Efforts to protect our elections from foreign interference demand nothing more than leaders doing their patriotic duty and should attract broad, bipartisan support. But I fear that partisan gridlock has left Washington unable to do what is necessary before November 6, leaving our 2018 elections vulnerable to attack. The states (which have primary responsibility over our elections) must therefore act quickly, even in the absence of much-needed resources from the federal government.
In the time remaining before the midterm elections, there is much state and local jurisdictions can—and, in many cases, continue to—do.
First, they must better protect their back-end election management systems, including ensuring cybersecurity best practices are in place. Second, they must know what to do in the face of an attack (and practice for it). This means initiating risk assessments now, running tabletop exercises, and being well-versed in plans for how to respond to and recover from attacks. States and localities must also be accurate and transparent in their communications with residents, explaining potential risks and how they are working to mitigate those risks.
Those states and localities that are still using outdated, insecure voting machines without paper audit trails (like most counties in my own state of Pennsylvania) must replace them. For some, this will unfortunately need to wait until after November given the realities of election administration. Once machines with paper audit trails are in place, states must also require statistically sound, risk-limiting audits after every election so that we know the results of our vote are accurate.

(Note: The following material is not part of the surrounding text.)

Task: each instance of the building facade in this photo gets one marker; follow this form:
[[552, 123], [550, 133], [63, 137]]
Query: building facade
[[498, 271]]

These actions are not a panacea. As with all cybersecurity threats, we must also focus on contingency planning and recovery, rather than naively believing we can prevent all attacks. But these basic steps, along with increased resources, will go a long way toward mitigating the threats to our elections.
These threats are not going away. I urge federal, state, local, and private support for the security of our elections, in 2018 and beyond. Our elections, and our faith in them, are not free. Once lost, regaining that trust in our elections would be no small task. This is the moment for Americans of every political stripe to come together to catalyze a national response to this extraordinary threat to our democracy. And on November 6, we must vote.